Fig. 1 is a block diagram of an infrared-visible light fusion recognition system based on modal difference feature guidance according to an embodiment of the present invention;

fig. 2 is a schematic structural diagram of an infrared-visible light fusion recognition system based on modal difference feature guidance according to an embodiment of the present invention;

fig. 3 is a schematic structural diagram of a modal difference guiding subunit according to an embodiment of the present invention;

fig. 4 is a schematic working process diagram of an infrared-visible light fusion recognition system based on modal difference feature guidance according to an embodiment of the present invention.

Detailed Description

To further illustrate the technical means and effects of the present invention adopted to achieve the predetermined objects, the following describes in detail an infrared-visible light fusion recognition system and method based on modal difference feature guidance according to the present invention with reference to the accompanying drawings and the detailed description.

The foregoing and other technical matters, features and effects of the present invention will be apparent from the following detailed description of the embodiments, which is to be read in connection with the accompanying drawings. The technical means and effects of the present invention adopted to achieve the predetermined purpose can be more deeply and specifically understood through the description of the specific embodiments, however, the attached drawings are provided for reference and description only and are not used for limiting the technical scheme of the present invention.

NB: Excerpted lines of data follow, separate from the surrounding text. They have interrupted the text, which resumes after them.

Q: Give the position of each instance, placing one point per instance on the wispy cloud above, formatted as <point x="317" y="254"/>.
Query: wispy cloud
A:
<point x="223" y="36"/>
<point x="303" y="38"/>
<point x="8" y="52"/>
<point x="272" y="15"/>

It is noted that, herein, relational terms such as first and second, and the like may be used solely to distinguish one entity or action from another entity or action without necessarily requiring or implying any actual such relationship or order between such entities or actions. Also, the terms "comprises," "comprising," or any other variation thereof, are intended to cover a non-exclusive inclusion, such that an article or device that comprises a list of elements does not include only those elements but may include other elements not expressly listed. Without further limitation, an element defined by the phrase "comprising an … …" does not exclude the presence of additional like elements in the article or device comprising the element.

Example one

Referring to fig. 1 and fig. 2, fig. 1 is a block diagram of an infrared-visible light fusion recognition system based on modal difference feature guidance according to an embodiment of the present invention; fig. 2 is a schematic structural diagram of an infrared-visible light fusion recognition system based on modal difference feature guidance according to an embodiment of the present invention. The infrared visible light fusion recognition system comprises a double-current backbone network module 1, an illumination heat sensing module 2 and a cascade region proposing module 3. The dual-current backbone network module 1 comprises an infrared feature extraction unit 11, a visible light feature extraction unit 12 and a feature guide unit 13, wherein the infrared feature extraction unit 11 is used for acquiring infrared features of different scales of an original infrared image, and the visible light feature extraction unit 12 is used for acquiring visible light features of different scales of a visible light image in the same scene as the original infrared image; the feature guiding unit 13 is configured to fuse and weight the infrared features and the visible light features of the current scale to obtain weighted infrared features and weighted visible light features, so as to cross-guide formation of the infrared features and the visible light features of the next scale in the infrared feature extracting unit 11 and the visible light feature extracting unit 12.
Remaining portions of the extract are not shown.